FL3 will detect about 3% of the PE fluorescence detected by FL2:  TC = FL3-5% FL2

FL2 will detect about 8% of the TC fluorescence detected by FL3:  PE=FL2-8% FL3

Fluorescence specifically from PE detected by FL2 = FL2 – 30% FL1 – 8% FL3

These values may change due to efficiency/voltage of pmt’s, laser power, etc.


4-color flow cytometry:  Cytokines analyzed within CD3-CD161+cells (NK cells)


4-color flow cytometry analysis of cytokine production.  Fresh PBL were cultured 5-h with vehicle (non-stimulated, center panel) or PMA+calcimycin (stimulated, right panel) with monensin added to inhibit cytokine secretion.  Cells were then stained with mAb to CD3 (ECD-labeled) and CD56 and CD161 (both CyChrome-labeled); formalin-fixed and permeabilized with saponin buffer; stained with mAb to IL-13 (PE labeled) and IFN-g (FITC-labeled); and analyzed by flow cytometry.  Left panel shows a 2-color density plot of CD3 and CD56+CD161 staining with gated lymphocytes (determined from forward and side scatter plots, not shown).  IL-13 and IFN-g expression (center and right panels) was analyzed within the gated CD56/CD161+CD3 population (NK cells, outlined region in left plot).  Numbers are percent positive cells in indicated quadrants.
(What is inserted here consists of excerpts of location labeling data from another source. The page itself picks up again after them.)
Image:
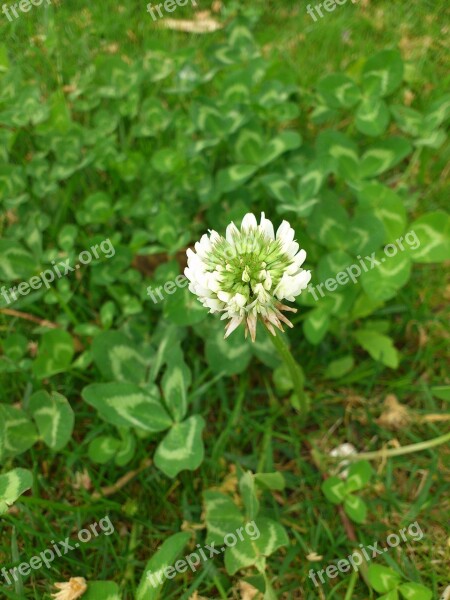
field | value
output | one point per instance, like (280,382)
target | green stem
(293,367)
(400,451)
(351,587)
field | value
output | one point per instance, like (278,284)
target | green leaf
(103,449)
(379,346)
(16,263)
(311,182)
(382,579)
(222,516)
(229,356)
(372,117)
(316,324)
(12,485)
(340,367)
(248,552)
(119,359)
(18,433)
(15,346)
(342,150)
(279,188)
(392,595)
(338,91)
(366,233)
(182,447)
(166,555)
(249,146)
(328,224)
(355,508)
(439,112)
(383,156)
(334,490)
(55,353)
(174,391)
(287,140)
(247,489)
(54,418)
(233,177)
(386,205)
(359,474)
(442,392)
(270,481)
(433,234)
(415,591)
(382,282)
(183,308)
(167,160)
(383,73)
(106,590)
(127,405)
(126,449)
(409,120)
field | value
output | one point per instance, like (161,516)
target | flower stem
(293,367)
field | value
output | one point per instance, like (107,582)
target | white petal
(267,227)
(285,234)
(240,300)
(232,325)
(224,296)
(231,233)
(249,222)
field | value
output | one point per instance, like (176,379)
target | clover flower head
(246,274)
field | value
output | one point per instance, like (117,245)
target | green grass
(247,424)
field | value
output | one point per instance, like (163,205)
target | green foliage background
(114,128)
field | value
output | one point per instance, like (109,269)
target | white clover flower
(248,273)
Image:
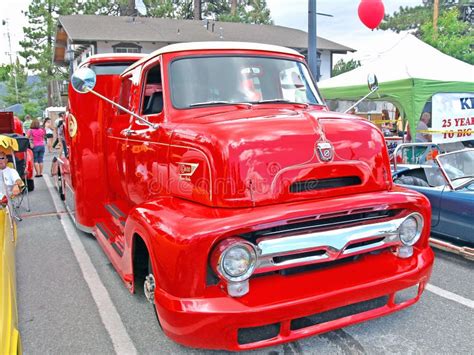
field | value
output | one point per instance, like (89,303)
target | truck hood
(255,157)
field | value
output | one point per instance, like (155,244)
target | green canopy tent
(409,74)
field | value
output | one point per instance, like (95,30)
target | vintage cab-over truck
(215,178)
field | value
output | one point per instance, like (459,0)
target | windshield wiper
(463,177)
(282,101)
(217,102)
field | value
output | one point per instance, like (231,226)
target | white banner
(452,117)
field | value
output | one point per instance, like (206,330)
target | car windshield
(224,80)
(459,166)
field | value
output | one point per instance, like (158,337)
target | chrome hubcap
(149,288)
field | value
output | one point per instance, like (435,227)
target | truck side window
(124,99)
(153,92)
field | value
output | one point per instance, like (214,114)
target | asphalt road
(59,314)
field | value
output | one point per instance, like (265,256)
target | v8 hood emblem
(325,150)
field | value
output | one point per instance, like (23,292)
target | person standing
(27,123)
(421,134)
(10,181)
(36,135)
(49,134)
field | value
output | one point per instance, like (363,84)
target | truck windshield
(110,69)
(201,81)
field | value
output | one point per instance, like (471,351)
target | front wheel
(149,288)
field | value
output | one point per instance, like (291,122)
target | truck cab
(213,175)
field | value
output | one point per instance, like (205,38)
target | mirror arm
(138,117)
(366,96)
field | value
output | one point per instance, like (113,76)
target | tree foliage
(343,66)
(4,71)
(30,96)
(454,37)
(43,14)
(412,18)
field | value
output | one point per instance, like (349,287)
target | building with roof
(80,36)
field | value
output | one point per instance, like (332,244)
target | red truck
(215,178)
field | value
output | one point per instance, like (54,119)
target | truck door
(116,143)
(147,148)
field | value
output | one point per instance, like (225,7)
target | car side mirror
(83,80)
(372,82)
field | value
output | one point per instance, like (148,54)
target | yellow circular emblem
(72,125)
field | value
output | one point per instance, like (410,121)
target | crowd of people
(44,134)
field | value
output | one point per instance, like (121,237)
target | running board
(116,213)
(105,232)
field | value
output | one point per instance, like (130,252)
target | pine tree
(29,96)
(39,36)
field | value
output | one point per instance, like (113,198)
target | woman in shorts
(49,133)
(36,135)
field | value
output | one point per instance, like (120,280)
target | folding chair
(18,161)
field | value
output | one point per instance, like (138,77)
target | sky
(344,28)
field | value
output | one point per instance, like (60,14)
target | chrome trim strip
(329,224)
(334,243)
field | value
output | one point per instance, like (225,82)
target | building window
(127,48)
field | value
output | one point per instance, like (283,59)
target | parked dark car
(448,182)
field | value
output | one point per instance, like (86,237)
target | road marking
(450,296)
(107,311)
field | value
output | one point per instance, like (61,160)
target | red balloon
(371,12)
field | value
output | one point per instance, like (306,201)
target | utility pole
(312,39)
(435,18)
(13,67)
(313,60)
(197,10)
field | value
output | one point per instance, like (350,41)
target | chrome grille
(302,246)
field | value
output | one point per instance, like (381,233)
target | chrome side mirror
(83,80)
(372,82)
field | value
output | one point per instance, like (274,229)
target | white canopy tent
(409,73)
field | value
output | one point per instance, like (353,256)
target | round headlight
(237,261)
(410,229)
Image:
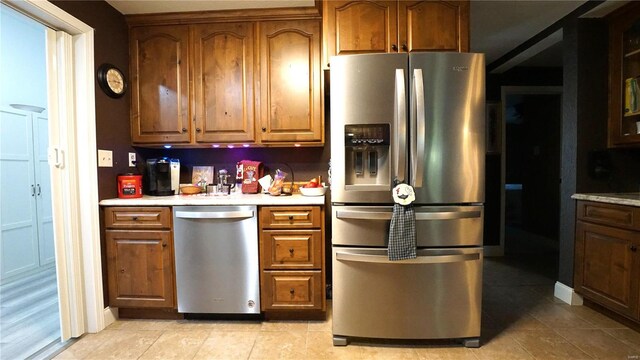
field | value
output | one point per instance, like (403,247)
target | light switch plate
(105,158)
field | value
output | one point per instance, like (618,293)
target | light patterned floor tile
(280,345)
(598,344)
(125,344)
(176,344)
(235,345)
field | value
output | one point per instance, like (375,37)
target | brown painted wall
(112,115)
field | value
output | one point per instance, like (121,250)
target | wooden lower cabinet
(297,290)
(140,266)
(292,261)
(607,262)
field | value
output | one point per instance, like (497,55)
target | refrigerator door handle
(430,259)
(418,139)
(435,215)
(401,126)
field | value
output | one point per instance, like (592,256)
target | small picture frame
(493,127)
(202,175)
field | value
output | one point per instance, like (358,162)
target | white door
(19,216)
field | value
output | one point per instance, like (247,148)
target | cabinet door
(434,25)
(224,82)
(606,266)
(624,71)
(290,93)
(140,268)
(355,27)
(159,84)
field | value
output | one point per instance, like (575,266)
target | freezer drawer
(442,226)
(435,296)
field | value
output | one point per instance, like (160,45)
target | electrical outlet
(105,158)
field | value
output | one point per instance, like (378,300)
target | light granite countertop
(632,199)
(201,199)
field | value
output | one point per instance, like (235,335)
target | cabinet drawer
(287,217)
(292,290)
(137,218)
(621,216)
(291,249)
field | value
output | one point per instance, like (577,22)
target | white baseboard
(493,250)
(566,294)
(110,316)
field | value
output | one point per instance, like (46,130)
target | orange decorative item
(129,186)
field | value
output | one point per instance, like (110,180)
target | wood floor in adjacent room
(521,320)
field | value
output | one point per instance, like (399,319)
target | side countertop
(631,199)
(201,199)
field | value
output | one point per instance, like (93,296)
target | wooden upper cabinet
(433,25)
(624,74)
(160,84)
(290,92)
(224,95)
(363,26)
(353,27)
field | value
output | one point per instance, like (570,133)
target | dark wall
(111,45)
(519,76)
(587,165)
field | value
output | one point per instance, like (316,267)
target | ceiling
(497,26)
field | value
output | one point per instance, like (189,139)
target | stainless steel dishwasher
(216,253)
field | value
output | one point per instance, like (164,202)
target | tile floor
(521,320)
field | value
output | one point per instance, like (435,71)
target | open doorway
(531,174)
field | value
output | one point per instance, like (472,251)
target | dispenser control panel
(370,134)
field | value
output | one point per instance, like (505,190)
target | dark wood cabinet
(159,71)
(624,76)
(140,264)
(292,261)
(290,91)
(245,82)
(223,83)
(363,26)
(607,261)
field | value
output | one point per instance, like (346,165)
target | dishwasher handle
(215,214)
(429,259)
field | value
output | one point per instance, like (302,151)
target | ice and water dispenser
(367,162)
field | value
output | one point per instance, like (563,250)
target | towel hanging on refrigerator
(402,232)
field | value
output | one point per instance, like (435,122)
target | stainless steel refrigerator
(419,119)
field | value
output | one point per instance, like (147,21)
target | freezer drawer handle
(214,214)
(384,259)
(440,215)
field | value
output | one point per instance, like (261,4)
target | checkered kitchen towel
(402,233)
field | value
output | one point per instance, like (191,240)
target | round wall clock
(112,81)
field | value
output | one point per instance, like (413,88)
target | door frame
(505,91)
(72,139)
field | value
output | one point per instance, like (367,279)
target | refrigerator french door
(418,119)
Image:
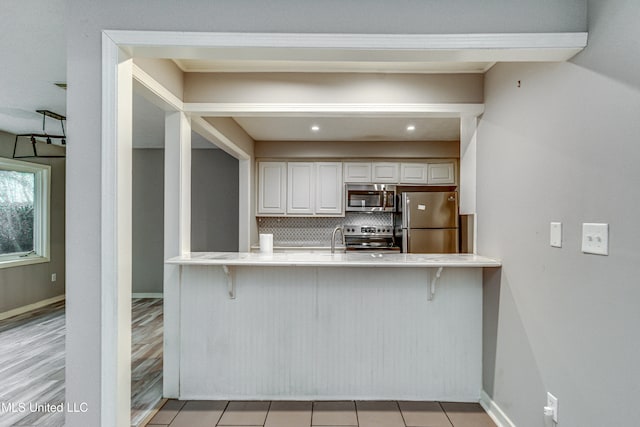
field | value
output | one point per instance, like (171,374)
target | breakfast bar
(309,326)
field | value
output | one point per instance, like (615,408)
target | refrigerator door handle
(405,211)
(405,240)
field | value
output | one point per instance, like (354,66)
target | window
(24,212)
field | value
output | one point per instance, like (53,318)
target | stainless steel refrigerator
(427,222)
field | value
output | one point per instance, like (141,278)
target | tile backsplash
(311,231)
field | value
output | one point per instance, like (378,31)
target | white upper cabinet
(413,173)
(441,173)
(329,188)
(384,172)
(300,188)
(357,172)
(272,187)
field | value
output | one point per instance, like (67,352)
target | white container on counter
(266,243)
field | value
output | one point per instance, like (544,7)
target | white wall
(86,20)
(564,147)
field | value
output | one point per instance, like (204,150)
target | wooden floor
(32,370)
(32,363)
(177,413)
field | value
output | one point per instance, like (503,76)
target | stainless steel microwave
(370,198)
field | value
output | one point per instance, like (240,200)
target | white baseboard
(494,411)
(27,308)
(147,295)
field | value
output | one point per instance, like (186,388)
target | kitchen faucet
(333,238)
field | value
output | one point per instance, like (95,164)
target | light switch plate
(595,238)
(552,402)
(555,234)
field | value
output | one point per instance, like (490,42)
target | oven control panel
(368,230)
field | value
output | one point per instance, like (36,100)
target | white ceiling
(350,128)
(33,52)
(33,48)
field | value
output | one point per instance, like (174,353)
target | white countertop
(339,259)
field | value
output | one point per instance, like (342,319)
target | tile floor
(198,413)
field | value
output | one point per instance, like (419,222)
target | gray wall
(214,201)
(564,147)
(24,285)
(214,210)
(86,20)
(148,221)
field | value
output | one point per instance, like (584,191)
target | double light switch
(595,238)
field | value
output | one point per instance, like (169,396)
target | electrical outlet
(552,402)
(595,238)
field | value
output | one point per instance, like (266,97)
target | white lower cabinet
(272,187)
(329,188)
(300,188)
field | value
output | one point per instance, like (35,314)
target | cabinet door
(384,172)
(272,186)
(413,173)
(300,188)
(357,172)
(441,173)
(329,188)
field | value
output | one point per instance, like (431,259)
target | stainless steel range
(369,238)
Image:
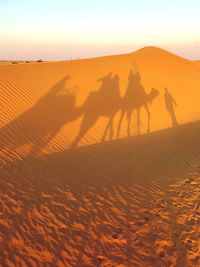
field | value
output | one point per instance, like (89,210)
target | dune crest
(43,111)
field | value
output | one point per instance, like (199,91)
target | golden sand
(99,162)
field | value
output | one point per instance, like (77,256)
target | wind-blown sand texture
(99,162)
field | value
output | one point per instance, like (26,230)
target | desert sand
(99,161)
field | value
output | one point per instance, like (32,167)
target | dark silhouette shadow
(169,103)
(105,102)
(114,193)
(39,124)
(134,98)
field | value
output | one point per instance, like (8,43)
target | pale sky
(63,29)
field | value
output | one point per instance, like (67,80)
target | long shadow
(96,200)
(170,103)
(105,102)
(135,98)
(39,124)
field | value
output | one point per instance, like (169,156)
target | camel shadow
(40,124)
(105,102)
(169,104)
(135,98)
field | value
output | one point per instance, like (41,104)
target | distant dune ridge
(99,161)
(53,106)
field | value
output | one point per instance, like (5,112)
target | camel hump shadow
(40,123)
(135,97)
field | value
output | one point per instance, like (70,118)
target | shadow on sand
(76,205)
(43,121)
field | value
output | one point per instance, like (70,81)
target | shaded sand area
(100,163)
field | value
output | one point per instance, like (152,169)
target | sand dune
(45,106)
(99,162)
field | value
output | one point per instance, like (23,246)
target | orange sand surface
(99,163)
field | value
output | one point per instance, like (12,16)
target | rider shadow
(135,98)
(105,102)
(170,103)
(40,124)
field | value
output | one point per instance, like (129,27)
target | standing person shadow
(39,124)
(105,102)
(169,103)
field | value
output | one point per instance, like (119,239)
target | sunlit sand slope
(129,202)
(99,162)
(48,107)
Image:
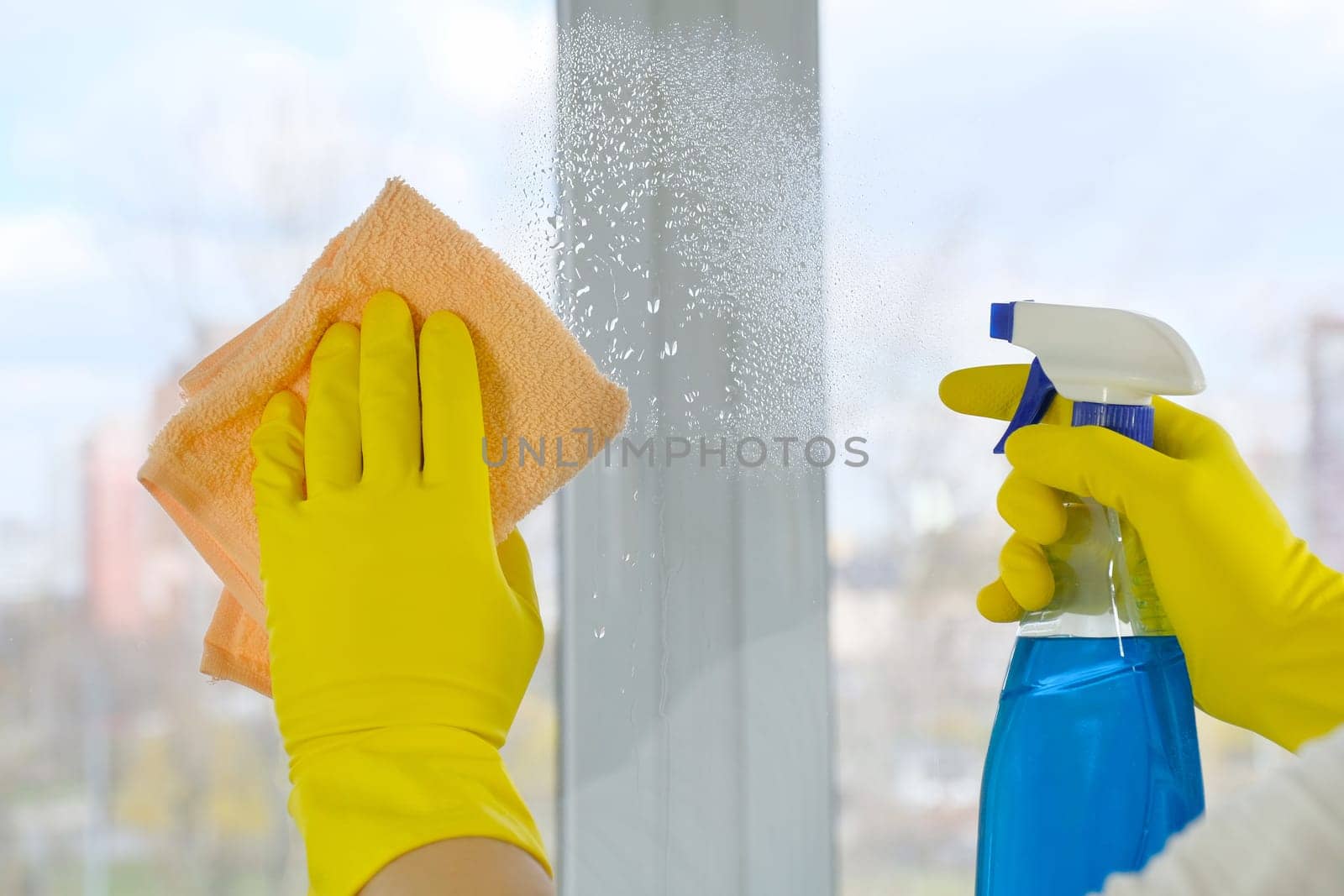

Characterization of defective PKA activation specific to T cells in Lupus subjects


Flow cytometry analysis of VASP phosphorylation.  Fresh PBL from healthy control subjects (top) and subjects with lupus (bottom) were stained with CD5 mAb (TriColor-labeled) then stimulated 30min with vehicle or 1uM PGE2.  Cells were formalin-fixed and permeabilized with saponin buffer, then stained with mAb to phospho-VASP-Ser157 and Goat-anti-mouse IgG (AlexaFluor488-labeled).  Left panels show histograms of CD5 expression.  Phospho-VASP-Ser157 expression analyzed within grated CD5+ (blue arrows, middle panels) and CD5- (red arrows, right panels) lymphocyte populations.  Vehicle, thick line; PGE2, shaded region.